Looking for suggestions on how to improve guest GPU bind/unbind

roobre · August 19, 2023, 11:16am

Hey everyone,

I’ve been running a vfio setup for several years now, and I’m looking for suggestions on how to make runtime bind/unbind a bit more pleasant to work with.

What I have:

Two Nvidia GPUs, one of them used only for the guest VM, and another one used by my Arch (btw) host. Swapping the host GPU for a non-nvidia one is not entirely out of the question, if required.

What I want:

Avoid binding the guest GPU early on boot, to prevent the tty from breaking (as reported in Linux Kernel 6 seems to be incompatible with the vfio_pci module needed for PCI passthrough)
Keep my guest GPU in power saving state when the VM is off. This is important as otherwise it will suck 100W permanently, getting hot and reducing fan lifespan.

What I knew:

To achieve 1, I must not let VFIO grab the guest GPU early on boot (that is, let the nvidia module have it)
To achieve 2, the guest GPU has to be bound to the nvidia module, and nvidia-persistenced has to be running.
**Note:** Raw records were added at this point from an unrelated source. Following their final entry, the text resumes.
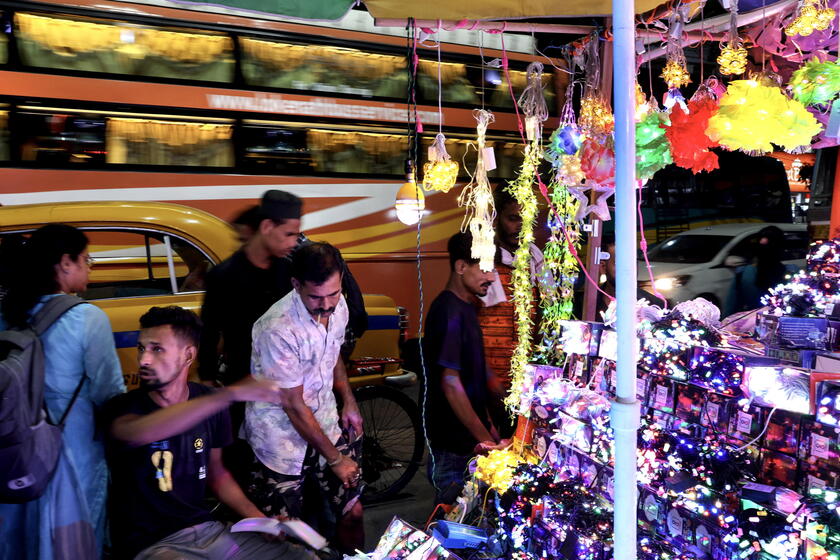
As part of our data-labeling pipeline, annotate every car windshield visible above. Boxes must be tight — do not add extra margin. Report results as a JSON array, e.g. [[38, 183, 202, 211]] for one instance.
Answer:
[[648, 235, 732, 263]]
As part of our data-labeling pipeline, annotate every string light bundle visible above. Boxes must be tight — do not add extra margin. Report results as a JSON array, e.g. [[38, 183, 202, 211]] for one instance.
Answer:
[[805, 238, 840, 274], [761, 271, 840, 317], [665, 78, 720, 173], [505, 62, 548, 410], [717, 2, 747, 76], [788, 57, 840, 107], [785, 0, 837, 37], [706, 77, 822, 153], [535, 89, 584, 363], [458, 109, 496, 272], [423, 133, 458, 193], [636, 107, 674, 183]]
It needs to be kept running, it does not work (to my knowledge) to start it and then stop it.
To be able to launch the VM, I need to unbind the guest GPU from the nvidia module. To do this, no process must be using that GPU
X.org will start using any GPU bound to the nvidia module, so the guest GPU must not be bound to the nvidia module when X.org starts

With this info, I made an sketchy setup that roughly consists in the following:

VFIO is not started at boot, so nvidia binds both GPU
A systemd unit is run Before=display-manager.service, which unbinds the guest GPU
X.org starts
Another systemd unit is run After=display-manager.service, which rebinds the guest GPU to nvidia
nvidia-persistenced starts after that, putting the GPU in low power mode
When the VM is started, libvirt hooks stop nvidia-persistenced, reset the gpu with nvidia-smi, unbind the GPU from nvidia, and bind it to vfio before starting the VM.

I thought this was going to work fine, but it does not. It turns out that some applications (I believe those that use OpenGL?) will attach themselves to the guest GPU even if X.org itself is not. Oddly enough, applications only start using the guest GPU if nvidia-persistenced is running (I have no idea why)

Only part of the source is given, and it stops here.